Un problème du pouvoir d'achat
"Mes responsabilités, je veux les prendre sur un mot qui était devenu tabou, et que je vais remettre avec le Premier ministre au premier plan du débat politique, le mot +pouvoir d'achat+". "Il y a en France un problème de pouvoir d'achat, nier que ce problème existe, c'est se moquer des Français, c'est mépriser ceux qui travaillent et ont tant de mal à s'en sortir", a-t-i expliqué. Remettre le travail au goût du jour, c'est également pour le chef de l'Etat en finir "avec les préretraites". Poursuivant la même logique, il a affirmé "qu'il n'y aura pas de coup de pouce au smic parce qu'il aurait un effet négatif sur l'emploi des moins qualifiés", a-t-il déclaré.
"Je n'ai pas peur"
"Je prendrai mes responsabilités", "Je ferme la porte au reniement", "Je ne renierai pas mes engagements et je ne laisserai personne les renier" : Nicolas Sarkozy a voulu bien faire comprendre à sa majorité qu'il entendait appliquer sa feuille de route sans relâche. "Je n'ai pas peur", leur a-t-il lancé, une façon de leur dire de na pas avoir peu non plus.

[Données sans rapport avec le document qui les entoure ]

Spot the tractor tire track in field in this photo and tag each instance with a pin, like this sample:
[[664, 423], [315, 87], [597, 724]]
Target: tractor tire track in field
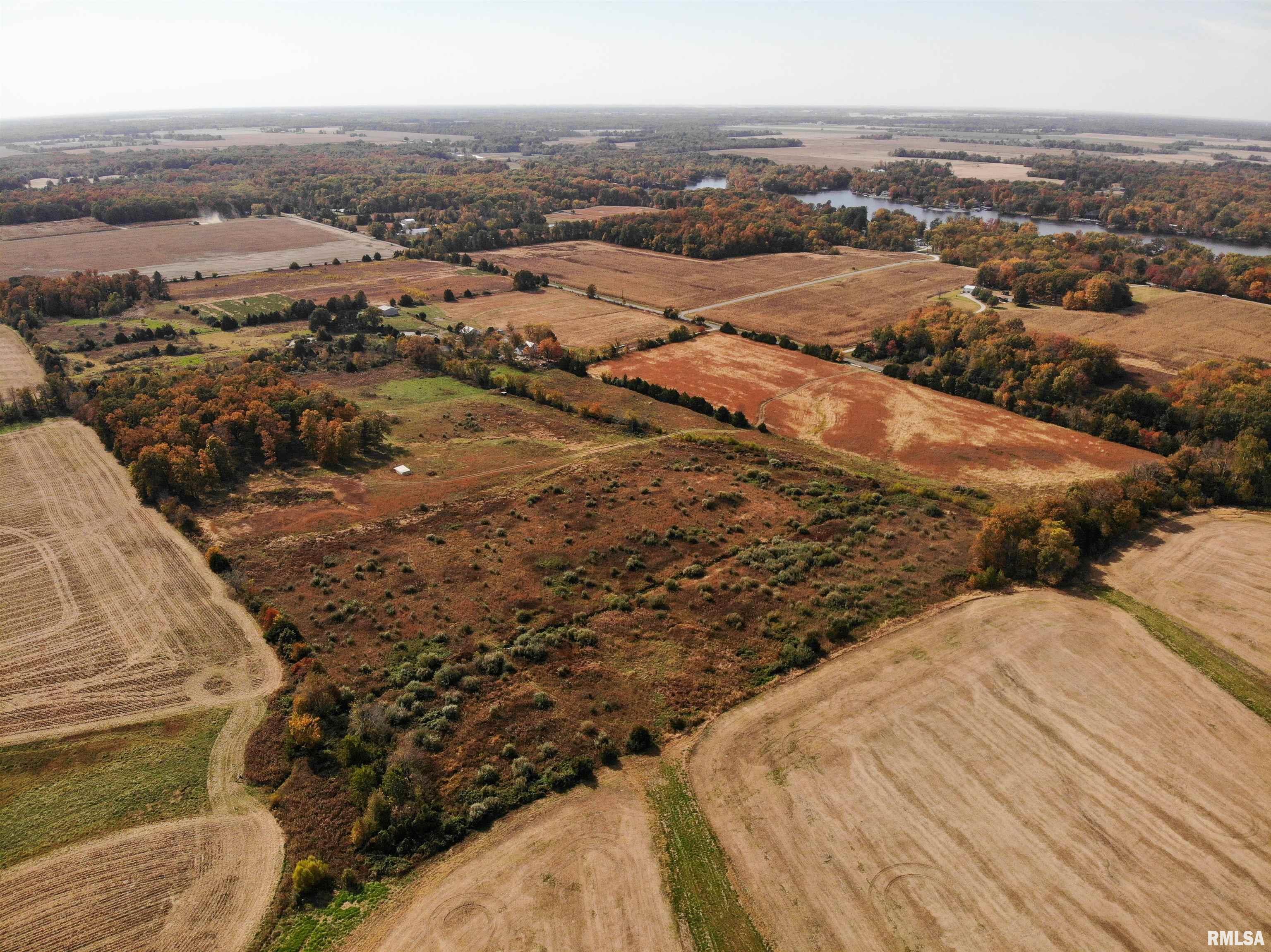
[[107, 617]]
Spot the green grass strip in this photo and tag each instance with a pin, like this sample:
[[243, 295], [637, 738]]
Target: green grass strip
[[1235, 675], [697, 873], [318, 930]]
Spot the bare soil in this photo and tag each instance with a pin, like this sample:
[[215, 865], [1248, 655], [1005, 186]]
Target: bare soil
[[576, 321], [1170, 328], [859, 411], [670, 280], [45, 229], [1211, 571], [107, 616], [843, 313], [181, 248], [18, 368], [574, 872], [1030, 771]]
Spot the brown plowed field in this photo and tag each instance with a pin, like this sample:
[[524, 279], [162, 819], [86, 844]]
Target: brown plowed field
[[181, 248], [1175, 328], [1211, 571], [843, 313], [598, 211], [45, 229], [844, 409], [381, 280], [1022, 772], [669, 280], [107, 616], [574, 872], [576, 321], [18, 368]]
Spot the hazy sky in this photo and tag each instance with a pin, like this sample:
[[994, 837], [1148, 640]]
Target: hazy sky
[[1195, 59]]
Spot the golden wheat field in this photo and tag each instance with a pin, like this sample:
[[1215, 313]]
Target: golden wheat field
[[107, 616], [1030, 771]]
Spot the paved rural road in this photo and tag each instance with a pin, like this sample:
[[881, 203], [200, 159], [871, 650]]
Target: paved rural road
[[804, 284]]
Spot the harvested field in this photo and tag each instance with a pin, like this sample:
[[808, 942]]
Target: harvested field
[[1211, 571], [181, 885], [107, 616], [669, 280], [45, 229], [1030, 771], [575, 872], [381, 280], [598, 211], [1170, 328], [846, 409], [18, 368], [178, 248], [844, 149], [576, 321], [843, 313]]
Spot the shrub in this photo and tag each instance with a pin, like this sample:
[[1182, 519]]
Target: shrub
[[640, 740], [311, 876], [305, 730]]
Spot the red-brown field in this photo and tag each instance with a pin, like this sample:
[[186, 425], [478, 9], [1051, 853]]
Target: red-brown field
[[1171, 330], [595, 213], [576, 321], [669, 280], [866, 414], [843, 313], [180, 248], [1022, 772]]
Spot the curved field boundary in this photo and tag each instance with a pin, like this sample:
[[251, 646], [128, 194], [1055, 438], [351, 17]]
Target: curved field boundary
[[572, 872], [1212, 571], [1030, 771], [107, 616], [18, 368]]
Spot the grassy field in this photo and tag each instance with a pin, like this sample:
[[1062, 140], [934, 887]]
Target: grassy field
[[61, 791], [242, 307], [697, 872], [1238, 678], [319, 930]]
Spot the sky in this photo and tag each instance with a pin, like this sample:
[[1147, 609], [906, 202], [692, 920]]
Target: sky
[[1192, 59]]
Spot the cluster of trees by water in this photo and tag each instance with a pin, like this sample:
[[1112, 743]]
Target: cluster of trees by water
[[186, 433], [1228, 201], [1049, 267]]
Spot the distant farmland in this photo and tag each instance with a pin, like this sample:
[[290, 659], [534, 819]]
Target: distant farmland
[[843, 313], [180, 248], [670, 280], [18, 368], [1171, 328], [862, 412]]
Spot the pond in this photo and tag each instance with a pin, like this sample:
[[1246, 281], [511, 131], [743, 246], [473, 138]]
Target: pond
[[1045, 227]]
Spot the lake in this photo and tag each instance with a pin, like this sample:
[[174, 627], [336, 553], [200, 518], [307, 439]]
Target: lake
[[1045, 227]]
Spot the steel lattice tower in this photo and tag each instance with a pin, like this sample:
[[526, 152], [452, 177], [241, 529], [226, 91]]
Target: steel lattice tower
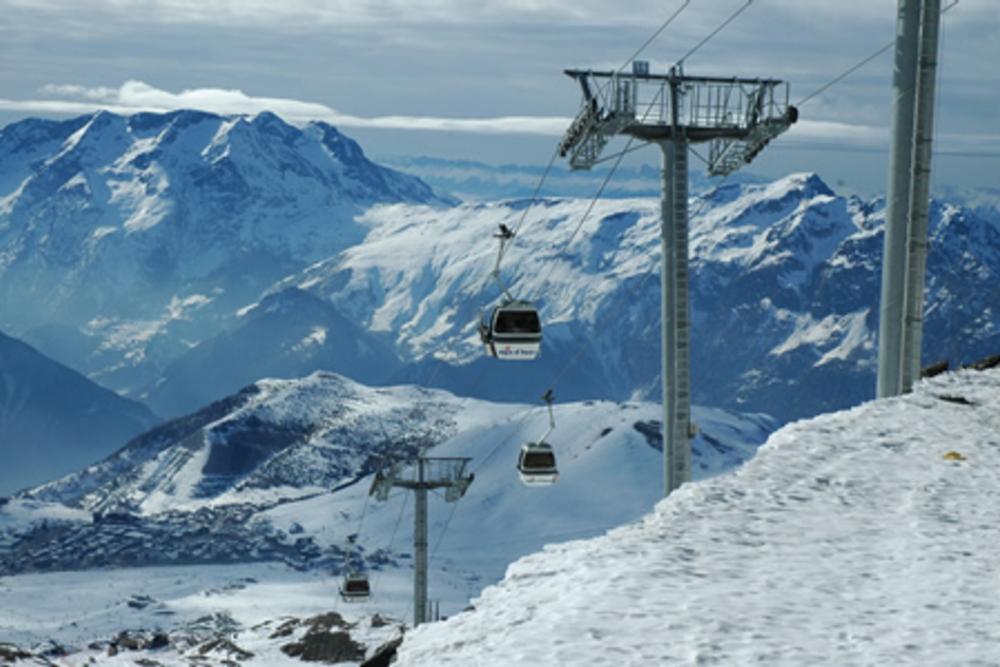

Revenant sur la composition du nouveau gouvernement Fillon, le chef de l'Etat a indiqué qu'il voulait être "le président de tous les Français". "Si j'ai été chercher des personnalités si différentes pour le gouvernement de la France, qui est un gouvernement de rupture, c'est parce que je ne supportais plus cette idée que la France à la base soit diverse et que la France au sommet ne porte pas cette diversité", a-t-il expliqué. "On ne fait pas des grandes réformes avec une petite équipe", a ajouté Nicolas Sarkozy.
Le chef de l'Etat s'adressera également aux Français lors du journal de 20h de TF1 (en direct live sur LCI). Ces deux interventions doivent permettre à Nicolas Sarkozy de faire le bilan des législatives et d'expliquer la composition de son gouvernement, nommé mardi.